Another possible way for the MS to determine whether it is authorized to access a given CSG FBS is for the MS to have a white list of BS IDs of CSG FBSs the MS is authorized to access. Accordingly, when the MS receives the BS ID of a CSG FBS, the MS compares the received BS ID against its white list of BS IDs of the CSG FBSs the MS has subscribed. If the received CSG FBS ID is in the white list of BS IDs of the CSG FBSs the MS is authorized to access, the MS knows that it is authorized to access this CSG FBS. Note that a globally unique BS ID may be needed for an MS to access an FBS securely and for some other purposes. If the MS stores globally unique BS IDs, the white list may end up being very long. For example, consider the situation where an FBS is located at each Starbucks™ location, of which there may be hundreds or thousands of locations throughout the world. In this case, the white list will end up being very long.
Accordingly, using the CSG IDs over the BS IDs to determine if an MS is authorized to access a CSG FBS, could shorten the white list at the MS. In addition, use of the CSG ID to determine if an MS is authorized to access a CSG FBS may provide for easier management. Consider the example given above of an FBS located at each Starbucks™ location, when a CSG ID is not used to determine if an MS is authorized to access a CSG FBS. Here, when Starbucks™ installs a new CSG FBS, Starbucks™ has to request that the operator update the white list of all of its membership subscribers to add this new CSG FBS. However, if a CSG ID is used to determine if an MS is authorized to access a CSG FBS, such update is not needed.
Nevertheless, if the CSG ID is used for the MS to determine if the MS is authorized to access a CSG FBS, the CSG ID may be of a length similar to the BS ID. This may occur because, in the worst case scenario, one CSG ID will be needed for each FBS, such as in a home use case. In addition, since the CSG ID may not offer a globally unique BS ID for a CSG FBS for e.g., membership use cases, the globally unique BS ID is still needed for uniquely identifying FBSs in order to have secure access to an FBS and for other purposes. Accordingly, the worst case is that both the CSG ID and the globally unique BS ID, which can be of similar length, need to be broadcast.
Herein, there is need to efficiently provide both the CSG ID of the CSG FBS and the globally unique BS ID to the MS. However, such improvement should take diverse Femtocell use cases into consideration. Examples of such use cases include a home use case, an enterprise use case, a membership use case, an operation use case, etc. An example of the home use case is where a home owner purchases an FBS and authorizes access to only the MSs of family members and friends.

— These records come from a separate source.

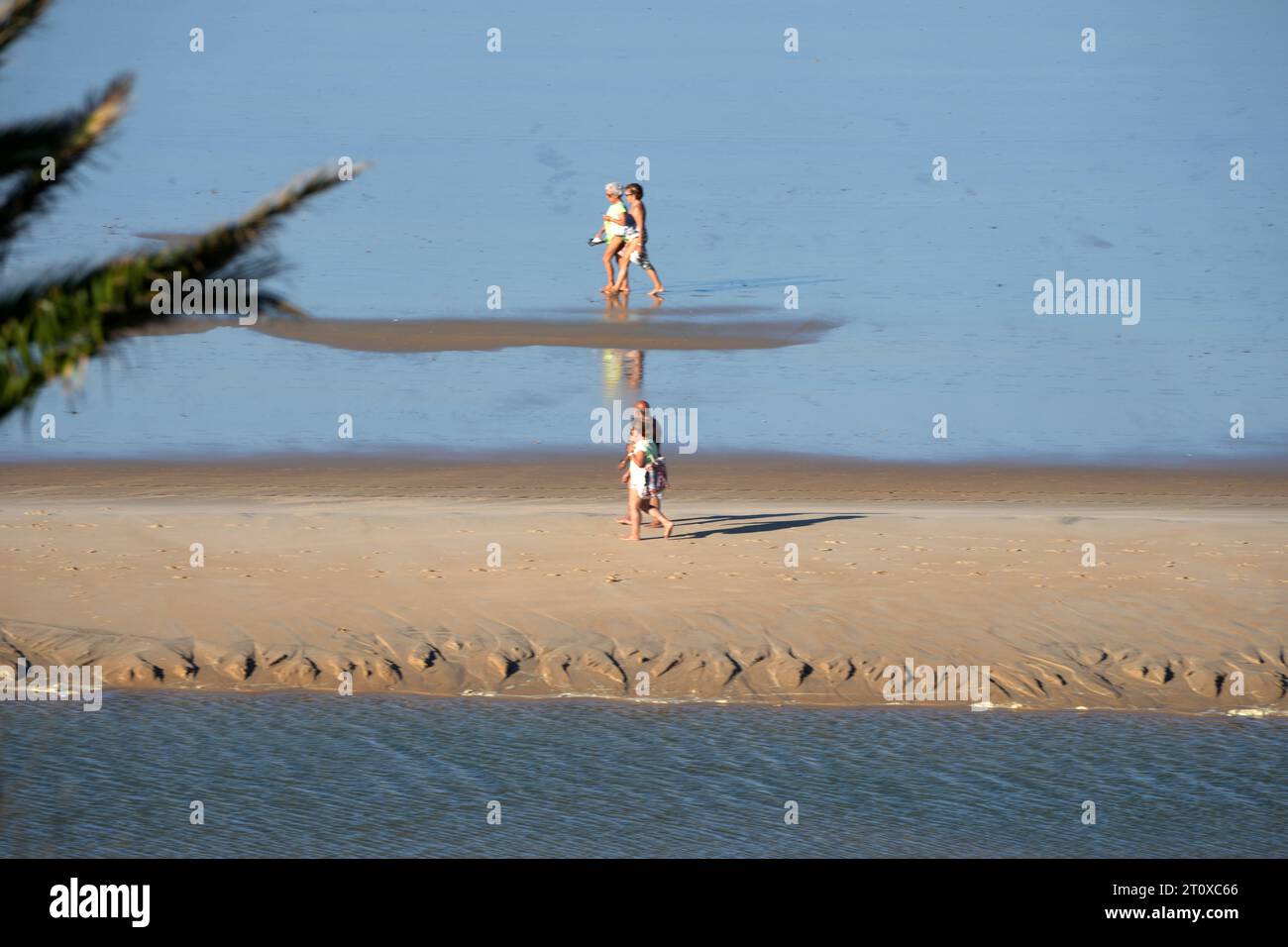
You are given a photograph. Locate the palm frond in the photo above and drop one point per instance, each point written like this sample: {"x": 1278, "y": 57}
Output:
{"x": 82, "y": 131}
{"x": 50, "y": 326}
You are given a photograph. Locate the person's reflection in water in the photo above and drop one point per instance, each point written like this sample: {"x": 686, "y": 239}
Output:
{"x": 622, "y": 364}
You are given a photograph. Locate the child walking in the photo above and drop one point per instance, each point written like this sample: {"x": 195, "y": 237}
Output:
{"x": 636, "y": 244}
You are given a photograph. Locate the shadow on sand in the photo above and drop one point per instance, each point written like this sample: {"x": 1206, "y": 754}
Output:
{"x": 772, "y": 522}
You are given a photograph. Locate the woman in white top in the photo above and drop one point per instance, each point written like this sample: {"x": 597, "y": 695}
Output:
{"x": 642, "y": 457}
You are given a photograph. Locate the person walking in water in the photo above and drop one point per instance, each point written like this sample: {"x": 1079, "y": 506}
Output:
{"x": 613, "y": 230}
{"x": 636, "y": 244}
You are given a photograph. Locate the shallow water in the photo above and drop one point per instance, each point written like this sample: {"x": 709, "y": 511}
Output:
{"x": 767, "y": 169}
{"x": 309, "y": 775}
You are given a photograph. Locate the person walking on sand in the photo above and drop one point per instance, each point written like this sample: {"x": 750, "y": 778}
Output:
{"x": 636, "y": 244}
{"x": 649, "y": 425}
{"x": 612, "y": 230}
{"x": 644, "y": 483}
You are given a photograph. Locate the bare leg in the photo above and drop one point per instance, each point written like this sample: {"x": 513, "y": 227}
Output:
{"x": 630, "y": 502}
{"x": 609, "y": 252}
{"x": 623, "y": 265}
{"x": 635, "y": 519}
{"x": 657, "y": 283}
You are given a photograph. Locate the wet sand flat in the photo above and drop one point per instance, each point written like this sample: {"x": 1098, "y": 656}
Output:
{"x": 450, "y": 579}
{"x": 481, "y": 335}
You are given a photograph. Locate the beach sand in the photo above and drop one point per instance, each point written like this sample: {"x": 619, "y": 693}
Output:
{"x": 381, "y": 567}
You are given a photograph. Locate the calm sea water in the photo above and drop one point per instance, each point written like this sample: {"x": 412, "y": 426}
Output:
{"x": 765, "y": 169}
{"x": 309, "y": 775}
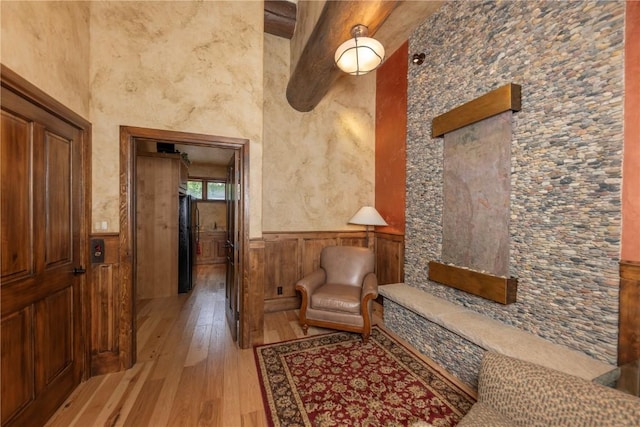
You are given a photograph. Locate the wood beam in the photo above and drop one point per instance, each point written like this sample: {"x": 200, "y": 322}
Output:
{"x": 280, "y": 18}
{"x": 316, "y": 71}
{"x": 494, "y": 288}
{"x": 495, "y": 102}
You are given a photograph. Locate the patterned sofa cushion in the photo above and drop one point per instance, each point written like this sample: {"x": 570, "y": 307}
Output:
{"x": 526, "y": 394}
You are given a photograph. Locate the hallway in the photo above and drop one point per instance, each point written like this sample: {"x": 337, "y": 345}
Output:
{"x": 189, "y": 372}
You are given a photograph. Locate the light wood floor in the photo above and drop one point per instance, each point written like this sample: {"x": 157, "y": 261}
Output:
{"x": 189, "y": 372}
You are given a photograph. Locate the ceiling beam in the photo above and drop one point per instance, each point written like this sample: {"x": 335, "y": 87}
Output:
{"x": 316, "y": 71}
{"x": 280, "y": 18}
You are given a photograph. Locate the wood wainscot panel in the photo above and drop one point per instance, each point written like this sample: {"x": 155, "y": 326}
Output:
{"x": 629, "y": 334}
{"x": 254, "y": 302}
{"x": 106, "y": 308}
{"x": 494, "y": 288}
{"x": 389, "y": 258}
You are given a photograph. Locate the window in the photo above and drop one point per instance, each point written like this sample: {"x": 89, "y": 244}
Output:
{"x": 204, "y": 189}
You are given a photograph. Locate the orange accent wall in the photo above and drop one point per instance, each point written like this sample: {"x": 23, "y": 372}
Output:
{"x": 391, "y": 135}
{"x": 631, "y": 160}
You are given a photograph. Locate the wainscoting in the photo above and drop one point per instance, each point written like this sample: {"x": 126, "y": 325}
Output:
{"x": 106, "y": 308}
{"x": 276, "y": 261}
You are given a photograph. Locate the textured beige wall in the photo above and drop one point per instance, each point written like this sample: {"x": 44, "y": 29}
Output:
{"x": 47, "y": 43}
{"x": 187, "y": 66}
{"x": 308, "y": 12}
{"x": 318, "y": 166}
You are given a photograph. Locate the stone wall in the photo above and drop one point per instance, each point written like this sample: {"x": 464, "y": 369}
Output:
{"x": 565, "y": 158}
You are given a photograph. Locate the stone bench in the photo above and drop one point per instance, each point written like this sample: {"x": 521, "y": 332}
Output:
{"x": 490, "y": 334}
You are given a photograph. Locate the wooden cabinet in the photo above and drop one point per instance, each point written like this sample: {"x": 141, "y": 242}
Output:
{"x": 158, "y": 179}
{"x": 212, "y": 248}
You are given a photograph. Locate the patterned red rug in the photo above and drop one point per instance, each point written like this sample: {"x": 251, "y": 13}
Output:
{"x": 336, "y": 380}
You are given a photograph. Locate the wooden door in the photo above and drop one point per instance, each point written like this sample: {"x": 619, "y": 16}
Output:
{"x": 42, "y": 227}
{"x": 233, "y": 254}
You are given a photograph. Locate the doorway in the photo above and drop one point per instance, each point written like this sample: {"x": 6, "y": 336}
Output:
{"x": 45, "y": 189}
{"x": 129, "y": 140}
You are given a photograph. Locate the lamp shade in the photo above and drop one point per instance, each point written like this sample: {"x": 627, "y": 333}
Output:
{"x": 359, "y": 55}
{"x": 367, "y": 215}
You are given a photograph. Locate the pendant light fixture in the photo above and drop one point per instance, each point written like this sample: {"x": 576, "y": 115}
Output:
{"x": 361, "y": 54}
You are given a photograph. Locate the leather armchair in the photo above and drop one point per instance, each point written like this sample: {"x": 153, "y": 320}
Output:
{"x": 340, "y": 293}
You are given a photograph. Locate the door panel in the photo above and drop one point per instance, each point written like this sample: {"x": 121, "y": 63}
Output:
{"x": 54, "y": 341}
{"x": 18, "y": 376}
{"x": 16, "y": 235}
{"x": 231, "y": 286}
{"x": 58, "y": 200}
{"x": 41, "y": 310}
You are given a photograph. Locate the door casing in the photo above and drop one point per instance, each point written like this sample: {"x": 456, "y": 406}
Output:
{"x": 30, "y": 94}
{"x": 128, "y": 137}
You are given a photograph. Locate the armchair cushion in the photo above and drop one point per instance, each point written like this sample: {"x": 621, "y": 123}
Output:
{"x": 335, "y": 297}
{"x": 346, "y": 265}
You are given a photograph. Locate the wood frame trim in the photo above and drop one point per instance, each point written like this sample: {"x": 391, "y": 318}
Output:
{"x": 128, "y": 137}
{"x": 629, "y": 326}
{"x": 497, "y": 101}
{"x": 17, "y": 84}
{"x": 494, "y": 288}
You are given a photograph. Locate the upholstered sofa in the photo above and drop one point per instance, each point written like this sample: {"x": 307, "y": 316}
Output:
{"x": 512, "y": 392}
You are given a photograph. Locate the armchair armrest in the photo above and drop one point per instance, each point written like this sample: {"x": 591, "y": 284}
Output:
{"x": 370, "y": 287}
{"x": 310, "y": 282}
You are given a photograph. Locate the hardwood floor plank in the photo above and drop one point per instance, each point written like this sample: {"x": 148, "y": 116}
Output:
{"x": 189, "y": 372}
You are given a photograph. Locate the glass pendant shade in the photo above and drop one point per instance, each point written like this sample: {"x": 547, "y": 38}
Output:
{"x": 359, "y": 55}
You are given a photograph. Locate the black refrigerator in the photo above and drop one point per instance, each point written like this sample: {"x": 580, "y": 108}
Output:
{"x": 186, "y": 254}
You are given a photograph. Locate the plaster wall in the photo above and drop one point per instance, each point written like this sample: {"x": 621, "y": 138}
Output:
{"x": 186, "y": 66}
{"x": 565, "y": 220}
{"x": 319, "y": 167}
{"x": 391, "y": 135}
{"x": 47, "y": 43}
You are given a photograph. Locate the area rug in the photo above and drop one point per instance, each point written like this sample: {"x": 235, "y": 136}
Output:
{"x": 337, "y": 380}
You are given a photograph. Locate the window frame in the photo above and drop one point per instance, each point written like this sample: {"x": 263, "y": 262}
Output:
{"x": 205, "y": 181}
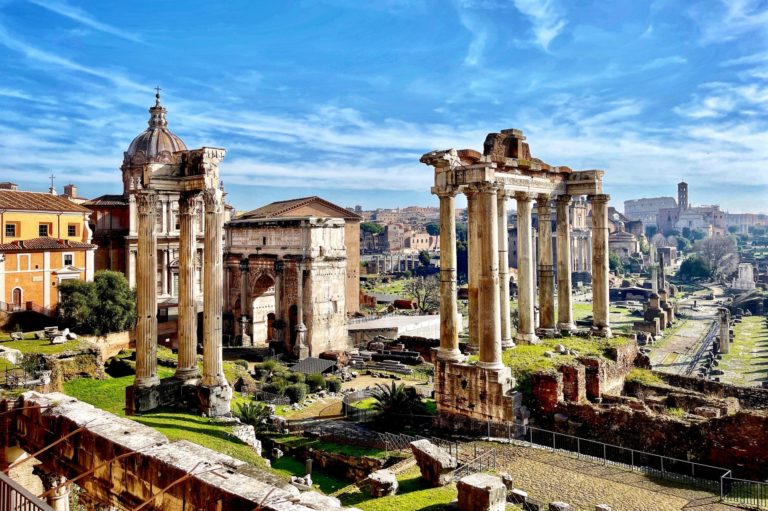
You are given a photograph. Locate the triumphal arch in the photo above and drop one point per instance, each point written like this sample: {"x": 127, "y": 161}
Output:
{"x": 506, "y": 170}
{"x": 191, "y": 175}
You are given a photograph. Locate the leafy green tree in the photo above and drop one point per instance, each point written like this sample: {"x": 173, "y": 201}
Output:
{"x": 371, "y": 227}
{"x": 694, "y": 267}
{"x": 107, "y": 304}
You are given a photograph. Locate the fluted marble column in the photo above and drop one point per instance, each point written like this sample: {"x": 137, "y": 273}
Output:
{"x": 601, "y": 320}
{"x": 187, "y": 359}
{"x": 564, "y": 305}
{"x": 473, "y": 267}
{"x": 525, "y": 285}
{"x": 213, "y": 292}
{"x": 546, "y": 270}
{"x": 503, "y": 239}
{"x": 146, "y": 291}
{"x": 449, "y": 332}
{"x": 489, "y": 321}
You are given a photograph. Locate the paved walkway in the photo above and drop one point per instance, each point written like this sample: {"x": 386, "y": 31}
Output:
{"x": 548, "y": 477}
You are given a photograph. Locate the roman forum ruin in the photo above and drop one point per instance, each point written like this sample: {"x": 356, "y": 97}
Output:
{"x": 507, "y": 170}
{"x": 189, "y": 174}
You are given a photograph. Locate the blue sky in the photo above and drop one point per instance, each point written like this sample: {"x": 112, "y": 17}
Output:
{"x": 339, "y": 98}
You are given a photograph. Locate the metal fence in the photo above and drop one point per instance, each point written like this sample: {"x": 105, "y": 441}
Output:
{"x": 14, "y": 497}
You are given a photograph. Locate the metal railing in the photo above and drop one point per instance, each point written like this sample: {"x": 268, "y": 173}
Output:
{"x": 13, "y": 497}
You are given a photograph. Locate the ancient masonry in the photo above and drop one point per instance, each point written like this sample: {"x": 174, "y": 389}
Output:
{"x": 189, "y": 174}
{"x": 507, "y": 170}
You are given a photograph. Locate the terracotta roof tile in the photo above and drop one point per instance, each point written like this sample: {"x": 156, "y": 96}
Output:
{"x": 36, "y": 201}
{"x": 43, "y": 244}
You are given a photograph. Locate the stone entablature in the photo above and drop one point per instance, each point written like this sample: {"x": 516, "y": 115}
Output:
{"x": 265, "y": 256}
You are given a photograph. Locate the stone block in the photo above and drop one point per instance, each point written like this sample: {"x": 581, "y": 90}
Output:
{"x": 482, "y": 492}
{"x": 383, "y": 483}
{"x": 436, "y": 464}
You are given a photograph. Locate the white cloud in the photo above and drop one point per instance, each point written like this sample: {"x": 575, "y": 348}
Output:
{"x": 545, "y": 17}
{"x": 76, "y": 14}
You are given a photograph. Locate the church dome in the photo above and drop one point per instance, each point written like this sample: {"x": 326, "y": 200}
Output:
{"x": 157, "y": 143}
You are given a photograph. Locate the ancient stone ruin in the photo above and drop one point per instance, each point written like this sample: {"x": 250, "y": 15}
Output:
{"x": 506, "y": 170}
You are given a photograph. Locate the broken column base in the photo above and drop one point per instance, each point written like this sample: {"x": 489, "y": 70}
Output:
{"x": 215, "y": 400}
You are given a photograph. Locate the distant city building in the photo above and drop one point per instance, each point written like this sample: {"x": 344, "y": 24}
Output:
{"x": 45, "y": 240}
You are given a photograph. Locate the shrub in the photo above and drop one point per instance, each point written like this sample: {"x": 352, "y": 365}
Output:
{"x": 334, "y": 384}
{"x": 297, "y": 392}
{"x": 316, "y": 382}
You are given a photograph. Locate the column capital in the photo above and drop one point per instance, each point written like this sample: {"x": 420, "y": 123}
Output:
{"x": 599, "y": 198}
{"x": 214, "y": 200}
{"x": 524, "y": 196}
{"x": 146, "y": 201}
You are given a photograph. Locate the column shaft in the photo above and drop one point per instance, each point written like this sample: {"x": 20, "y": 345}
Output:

An example of the enterprise use case is where a company purchases tens or hundreds of FBSs to enhance connectivity and authorizes access to only the MSs of employees of the company. An example of the membership use case is where a user may purchase a membership to access FBSs at Starbucks™, which means that the user should be authorized to access all FBSs owned by Starbucks™. An example of the operator use case is where the operator uses FBSs to fix service coverage holes. In this case, all subscribers of this operator should be authorized to access those FBSs.
Given these diverse use cases, if the CSG ID is of a fixed length, then the length of the CSG ID would be similar to the length of BS ID because in the worst case scenario, such as the home use case, the globally unique BS ID is still needed for e.g., the membership use case, to uniquely identify the CSG FBS.
Therefore, a need exists for a technique to efficiently provide the MS with both the CSG ID of the CSG FBS and the globally unique BS ID over the air, for diverse Femtocell use cases.